Obviously these are stereotypes — and highly misleading ones at that. The schism in Iran is not reducible to social class, ethnicity, region or generation. A simple glance at the crowds over the past week reveals women in black chadors on both sides of the divide, and women in makeup too. Many kids whose parents were poor have themselves managed to get university degrees as a result of the revolution's largesse — Ahmadinejad may be a populist, and he may emphasize his humble origins, but he's proud of his Ph.D. (His supporters call him "the Doctor.") And many children of rural poverty who are now educated and living in the cities, though still of limited means, don't necessarily share the outlook of their parents.
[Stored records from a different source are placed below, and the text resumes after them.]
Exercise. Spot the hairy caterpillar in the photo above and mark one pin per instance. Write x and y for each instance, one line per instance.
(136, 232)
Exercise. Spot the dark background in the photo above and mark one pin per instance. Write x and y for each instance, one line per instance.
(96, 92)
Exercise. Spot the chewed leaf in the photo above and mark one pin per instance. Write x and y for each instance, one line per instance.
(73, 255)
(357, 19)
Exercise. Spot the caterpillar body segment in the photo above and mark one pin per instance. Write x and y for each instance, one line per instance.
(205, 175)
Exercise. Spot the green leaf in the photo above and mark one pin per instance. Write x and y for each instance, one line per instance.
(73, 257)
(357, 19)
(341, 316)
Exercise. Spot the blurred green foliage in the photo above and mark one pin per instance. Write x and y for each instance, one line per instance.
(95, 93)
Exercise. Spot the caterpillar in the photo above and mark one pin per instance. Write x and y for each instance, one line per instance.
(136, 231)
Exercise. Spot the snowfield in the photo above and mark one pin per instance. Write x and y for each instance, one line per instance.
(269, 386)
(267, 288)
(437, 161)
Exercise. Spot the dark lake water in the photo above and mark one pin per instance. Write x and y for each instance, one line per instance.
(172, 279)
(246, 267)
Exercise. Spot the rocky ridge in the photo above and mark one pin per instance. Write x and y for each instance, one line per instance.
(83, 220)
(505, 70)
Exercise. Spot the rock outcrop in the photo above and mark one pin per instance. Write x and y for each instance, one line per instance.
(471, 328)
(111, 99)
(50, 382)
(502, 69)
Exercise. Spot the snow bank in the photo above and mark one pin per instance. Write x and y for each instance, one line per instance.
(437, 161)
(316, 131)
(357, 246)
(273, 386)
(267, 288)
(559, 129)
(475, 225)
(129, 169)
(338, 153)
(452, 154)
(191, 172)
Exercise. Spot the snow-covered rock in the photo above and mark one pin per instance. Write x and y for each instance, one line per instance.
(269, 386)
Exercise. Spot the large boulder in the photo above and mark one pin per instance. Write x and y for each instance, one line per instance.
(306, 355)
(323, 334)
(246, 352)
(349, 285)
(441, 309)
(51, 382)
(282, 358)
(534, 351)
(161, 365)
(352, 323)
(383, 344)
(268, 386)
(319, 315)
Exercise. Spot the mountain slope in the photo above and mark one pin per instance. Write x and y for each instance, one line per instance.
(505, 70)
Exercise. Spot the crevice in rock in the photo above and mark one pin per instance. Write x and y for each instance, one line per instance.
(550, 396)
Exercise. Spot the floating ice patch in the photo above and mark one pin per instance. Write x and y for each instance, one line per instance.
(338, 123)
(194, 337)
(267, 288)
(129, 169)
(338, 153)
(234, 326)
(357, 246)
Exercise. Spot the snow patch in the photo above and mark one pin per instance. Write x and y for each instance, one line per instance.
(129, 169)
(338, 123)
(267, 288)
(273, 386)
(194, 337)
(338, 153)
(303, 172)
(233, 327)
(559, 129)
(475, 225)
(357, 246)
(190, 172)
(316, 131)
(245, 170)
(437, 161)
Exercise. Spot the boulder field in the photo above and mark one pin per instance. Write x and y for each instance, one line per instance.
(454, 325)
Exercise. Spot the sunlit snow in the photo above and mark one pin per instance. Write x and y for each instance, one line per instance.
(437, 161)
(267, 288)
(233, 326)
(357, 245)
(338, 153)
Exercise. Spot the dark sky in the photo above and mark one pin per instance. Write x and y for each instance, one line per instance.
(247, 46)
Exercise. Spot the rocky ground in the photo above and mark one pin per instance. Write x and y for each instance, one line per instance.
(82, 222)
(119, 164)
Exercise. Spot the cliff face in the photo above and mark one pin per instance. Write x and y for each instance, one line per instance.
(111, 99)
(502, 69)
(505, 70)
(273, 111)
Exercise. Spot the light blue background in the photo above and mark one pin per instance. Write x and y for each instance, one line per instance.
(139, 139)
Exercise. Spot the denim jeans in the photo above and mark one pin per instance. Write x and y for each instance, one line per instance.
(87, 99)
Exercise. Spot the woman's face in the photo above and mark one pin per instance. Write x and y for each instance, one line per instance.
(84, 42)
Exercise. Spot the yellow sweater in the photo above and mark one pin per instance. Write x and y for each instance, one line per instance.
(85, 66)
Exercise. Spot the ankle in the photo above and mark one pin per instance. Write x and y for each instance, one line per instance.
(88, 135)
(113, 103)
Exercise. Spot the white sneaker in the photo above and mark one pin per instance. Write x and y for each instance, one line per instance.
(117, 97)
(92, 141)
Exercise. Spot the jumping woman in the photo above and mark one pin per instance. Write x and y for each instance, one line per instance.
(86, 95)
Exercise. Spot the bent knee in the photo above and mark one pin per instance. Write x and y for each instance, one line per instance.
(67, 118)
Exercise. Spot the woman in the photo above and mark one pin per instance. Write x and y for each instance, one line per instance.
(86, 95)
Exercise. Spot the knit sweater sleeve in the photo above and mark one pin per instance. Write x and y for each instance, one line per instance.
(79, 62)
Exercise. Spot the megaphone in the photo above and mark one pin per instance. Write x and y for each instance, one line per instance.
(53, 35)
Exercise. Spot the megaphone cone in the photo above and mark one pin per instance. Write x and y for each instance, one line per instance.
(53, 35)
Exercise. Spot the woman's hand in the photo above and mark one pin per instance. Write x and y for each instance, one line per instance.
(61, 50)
Absent a proper tabulation of the actual vote on June 12, we'll never know the exact distribution of political support to each candidate across the regions, social classes and age groups. But even in the rallies in support of the candidates before and after the election, it's plain that the country can't be neatly divided along the lines of those categories.

Ahmadinejad clearly has a political base. He may have won votes from as many as 10 million people motivated by alienation from the political establishment and a belief that they have been cut out of the spoils of the Islamic revolution. The President has assiduously courted these constituencies by recklessly throwing money at them through unvetted infrastructure projects and social spending. Some government employees have doubled their income on Ahmadinejad's watch. And, of course, many Iranians are so resentful that they've enjoyed Ahmadinejad's naming and shaming of members of the political establishment he accuses of corruption. Many feel that most of the leaders of the Islamic Republic have betrayed the revolution that propelled them to power and made it harder for its foot soldiers to get ahead. In opposition candidate Mir-Hossein Mousavi, Ahmadinejad's supporters see the epitome of the parasitic political class the President has railed against.

But Mousavi's support ranges from the urban middle class, students and the intellectuals who previously brought the reform movement to power to many people of humble backgrounds, for whom Ahmadinejad's triumphalist economic claims simply don't ring true. They know the economy has gotten worse on his watch because they have been the most vulnerable to its downturn. Ahmadinejad may go on TV and cite statistics to prove that things are getting better, but they're the ones who are unable to marry because they can never afford to get their own homes. So there's no easy demographic breakdown between the two sides.

What's often forgotten amid the genuinely awe-inspiring spectacle of hundreds of thousands of long-suppressed people risking their lives on the streets to demand change is the fact that the political contest playing out in the election is, in fact, among rival factions of the same regime. Ahmadinejad represents a conservative element, backed by the Supreme Leader, that believes the established political class has hijacked the revolution and enriched themselves and is fearful that the faction's more pragmatic inclination toward engagement with the West could lead to a normalization of relations that will "pollute" Iran's culture and weaken the regime. Mousavi is not really a reformer so much as a pragmatic, moderate conservative who has campaigned with the backing of the reform movement because it recognizes that he has a better chance of unseating Ahmadinejad than one of their own would have. (The reformists' own economic performance, during their eight years in power from 1997 to 2005, unfortunately also left much to be desired, and was a key reason for Ahmadinejad's election to the presidency.)